Patient-directed PHI Restrictions

Patients may now restrict certain disclosures of their PHI to their health plans or insurance carrier where that patient has paid out of pocket in full for health care for the specific health care item or service. This means that if a patient wants to restrict his or her insurance company from learning about a type of medical service they have received, they may pay out of pocket and prohibit the disclosure of that information to their insurer. Note the problem this presents for your electronic health record system. While much information will be accessible to third-party payers, it is conceivable that some information will not be available to them. This shadow charting will obviously cause difficulties for all involved in the future.

Monetary Penalties

Monetary penalties for violations of HIPAA were substantially increased under the new rules. The Office of Civil Rights will now use a scaled approach. This approach will use four categories at varying levels of culpability for the HIPAA violation. A single violation can range anywhere from a penalty of $100 to a penalty of $50,000 depending upon the perceived level of culpability. But the penalties don’t end there. Violations can be added together and grow until they reach a cap of $1.5 million per calendar year. The Office of Civil Rights is deadly serious about these penalties. You are far better off to comply than to test your luck.

Definition of Breach

The definition of a breach of PHI was substantially changed by the new rules. Previously, a breach has been defined as the inappropriate use or disclosure of PHI involving a “significant risk” of harm. The new rules define a breach as an impermissible use or disclosure of PHI unless it can be demonstrated that there is low probability that PHI has been compromised. The new rules go on to give a four-part risk assessment test to get at the term of “low probability.” All this means is that the presumption has totally shifted. Before, the presumption was no breach unless significant risk of harm. Now, the presumption is a breach unless you can show a low probability of PHI being compromised.

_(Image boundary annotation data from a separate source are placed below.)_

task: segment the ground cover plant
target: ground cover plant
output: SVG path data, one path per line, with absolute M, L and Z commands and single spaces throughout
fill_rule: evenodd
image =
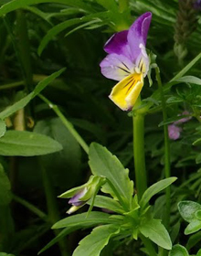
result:
M 201 1 L 0 1 L 0 256 L 201 256 Z

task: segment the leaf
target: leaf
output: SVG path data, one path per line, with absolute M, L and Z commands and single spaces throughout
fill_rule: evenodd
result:
M 55 27 L 53 27 L 51 29 L 48 30 L 48 34 L 43 37 L 42 41 L 40 42 L 40 45 L 38 47 L 37 49 L 37 54 L 41 55 L 41 53 L 43 52 L 44 48 L 46 48 L 46 46 L 48 44 L 48 42 L 58 34 L 59 34 L 61 31 L 67 29 L 68 27 L 74 26 L 76 24 L 79 23 L 84 23 L 86 21 L 91 20 L 94 17 L 105 17 L 107 16 L 107 13 L 106 12 L 102 12 L 102 13 L 96 13 L 96 14 L 92 14 L 92 15 L 89 15 L 89 16 L 85 16 L 82 17 L 79 17 L 79 18 L 71 18 L 69 20 L 66 20 L 64 22 L 61 22 L 58 25 L 56 25 Z
M 6 132 L 6 125 L 3 120 L 0 119 L 0 137 L 4 136 Z
M 0 164 L 0 206 L 8 205 L 11 201 L 11 186 L 5 170 Z
M 181 201 L 178 203 L 178 209 L 182 218 L 191 222 L 196 219 L 196 213 L 201 209 L 201 205 L 193 201 Z
M 187 225 L 186 229 L 185 229 L 185 234 L 189 235 L 200 229 L 201 229 L 201 220 L 195 219 Z
M 166 250 L 172 249 L 172 241 L 161 219 L 150 219 L 140 226 L 141 233 Z
M 79 241 L 72 256 L 99 256 L 110 239 L 119 231 L 118 227 L 114 225 L 95 228 L 90 235 Z
M 42 90 L 44 90 L 52 80 L 54 80 L 57 77 L 58 77 L 66 69 L 61 69 L 60 70 L 54 72 L 48 78 L 44 79 L 36 86 L 35 90 L 21 99 L 20 101 L 16 101 L 13 105 L 7 107 L 5 111 L 0 112 L 0 119 L 5 119 L 5 117 L 10 116 L 16 111 L 24 108 L 34 97 L 36 97 Z
M 36 133 L 8 131 L 0 138 L 1 155 L 34 156 L 60 151 L 57 141 Z
M 143 193 L 142 199 L 139 203 L 142 208 L 143 208 L 146 204 L 149 202 L 149 200 L 153 197 L 155 194 L 160 192 L 161 190 L 164 189 L 168 186 L 170 186 L 173 182 L 175 182 L 177 179 L 177 177 L 168 177 L 165 179 L 163 179 L 150 187 L 146 189 L 146 191 Z
M 117 220 L 110 218 L 110 214 L 104 212 L 92 211 L 89 216 L 87 212 L 69 216 L 65 218 L 52 226 L 52 229 L 78 227 L 88 228 L 102 223 L 117 223 Z
M 49 3 L 49 0 L 13 0 L 1 6 L 0 16 L 16 9 L 41 3 Z M 83 10 L 93 11 L 89 5 L 83 4 L 81 0 L 52 0 L 51 3 L 63 4 L 82 8 Z
M 88 201 L 88 204 L 90 205 L 91 199 Z M 96 196 L 94 201 L 94 207 L 106 208 L 114 212 L 123 213 L 124 210 L 122 206 L 115 201 L 114 199 L 104 197 L 104 196 Z
M 201 240 L 201 231 L 195 233 L 194 235 L 190 236 L 187 244 L 186 249 L 189 251 L 191 248 L 193 248 L 196 243 L 198 243 Z
M 188 63 L 178 74 L 176 74 L 170 81 L 175 81 L 181 77 L 183 77 L 201 58 L 201 52 L 197 54 L 197 56 L 191 60 L 190 63 Z
M 187 250 L 180 244 L 174 245 L 173 249 L 169 253 L 169 256 L 188 256 L 188 255 L 189 254 L 187 252 Z
M 129 178 L 129 170 L 124 169 L 118 158 L 105 147 L 95 143 L 90 146 L 89 157 L 91 172 L 96 176 L 105 176 L 112 185 L 115 193 L 108 182 L 102 186 L 102 191 L 113 197 L 116 197 L 118 193 L 118 199 L 129 206 L 133 195 L 133 183 Z

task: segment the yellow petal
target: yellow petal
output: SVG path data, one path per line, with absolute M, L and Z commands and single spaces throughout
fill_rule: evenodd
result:
M 122 111 L 128 111 L 136 102 L 143 86 L 143 73 L 133 73 L 118 82 L 109 97 Z

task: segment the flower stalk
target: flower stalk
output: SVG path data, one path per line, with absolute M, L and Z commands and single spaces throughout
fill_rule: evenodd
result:
M 141 104 L 140 97 L 135 106 Z M 147 188 L 147 177 L 144 155 L 144 114 L 133 112 L 133 156 L 135 185 L 139 200 Z
M 165 124 L 167 121 L 167 113 L 166 113 L 166 104 L 164 97 L 164 91 L 161 81 L 160 69 L 158 67 L 155 68 L 155 75 L 156 80 L 158 83 L 158 87 L 161 92 L 161 101 L 162 101 L 162 112 L 164 118 L 164 176 L 165 178 L 170 177 L 170 144 L 169 144 L 169 136 L 168 136 L 168 126 Z M 166 210 L 164 216 L 164 225 L 169 229 L 170 225 L 170 205 L 171 205 L 171 194 L 170 194 L 170 187 L 167 187 L 165 190 L 166 197 Z

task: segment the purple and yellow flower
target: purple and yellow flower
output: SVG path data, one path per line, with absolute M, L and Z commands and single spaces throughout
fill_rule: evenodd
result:
M 104 183 L 104 177 L 90 176 L 89 181 L 84 185 L 71 188 L 61 194 L 58 197 L 70 198 L 69 204 L 71 205 L 71 208 L 67 213 L 71 214 L 84 206 L 91 197 L 96 196 Z
M 109 97 L 122 111 L 135 104 L 149 70 L 145 46 L 151 19 L 152 13 L 142 15 L 129 30 L 114 34 L 104 46 L 108 56 L 100 64 L 101 73 L 119 81 Z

This means that your practice will need to modify its Breach Notification Policy to comply with these new rules. It also may mean that more incidents will need to be reported to the Office of Civil Rights based on what appears to be an expanded definition of the word “breach.”

Conclusion

The above seven points are some of the most significant highlights of the rules released earlier this year by the Department of Health and Human Services. Your practice will need to revise its Business Associate Agreement and its Breach Notification Policy. New patient privacy disclosures should replace the current ones you use. Unfortunately, given the significant penalties associated with non-compliance, your practice will have no option but to fully comply with these new rules.